And then, the houses grow into themselves and supplement my college memories like the supporting characters in movies (the sarcastic neighbor; the aunt who always gets tipsy at weddings). There is the sagging refrigerators and the dryer that sat in somebody’s bedroom. Most of the furniture, because it was from our cousin’s basement or found sitting on a curb, is hideous and objectionably floral. But we sit on the rooftops and on the kitchen floor eating pie out of the tin. We have good intentions with landscaping, but more often than not the pansies spread wild and onerous around our feet.
Renters, we move in and out of houses like unsatisfied ghosts.
There are few things these days that could bind us to a house — undergraduate years certainly don’t, but neither does grad school or that waitressing job or the relationship you cannot admit that you are not sure about.

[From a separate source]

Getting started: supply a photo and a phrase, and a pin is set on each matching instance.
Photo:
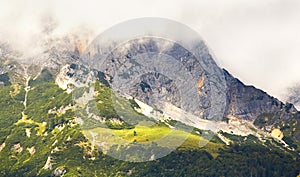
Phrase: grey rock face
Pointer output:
(248, 102)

On the rare occasion I meet someone my age that has lived in a house for more than a year I feel as if they are members of some select adult club I can barely imagine joining.
But this is a superficial description; this is merely an attempt to describe the physical appearance of memories. This is the architecture of nostalgia; the awnings and peaks and gables. This is only the timber and the plywood and what I wish were hewn wood floors. Alas, the memories are duplex carpets the color of washed-out seashells.
These are not words collected for the deeper things that touched those places — the conversation we had on that porch (moths, drunk from leftover beer bottles, careening around) or the fight sitting on that bed and the words that tore as easily as magazine paper. The people I should or shouldn’t have kissed in the kitchen. The person I could or couldn’t have been. You know what I mean. This isn’t about either regret or congratulation. This is a tribute backward and a tribute forward.
Nostalgia for the present is very much in vogue these days — even more so than nostalgia for the past. But this is not a nostalgia for something lost or not presently appreciated; this is a head-nod toward the temporal houses we’ve lived in and meandering years with so many more temporal places left to call home. I live in a place named uncertainty, and it’s kind of endearing. There have been worse homes and better homes. There will be worse homes and better homes (hopefully, with fewer duplex carpets). It has been good. When we get lonely, we make a pot of rice and invite over the person next door. This is ephemerality but in the meanwhile, forever — which is why there are sometimes nails in the walls of rented bedrooms. And still, there exists whole blueprints of kitchen floors yet to sprawl on and well-lit friendships whose doors we have not yet knocked upon.
How nice. There remains a long stretch of unknocked doors, a whole streetscape of possibility.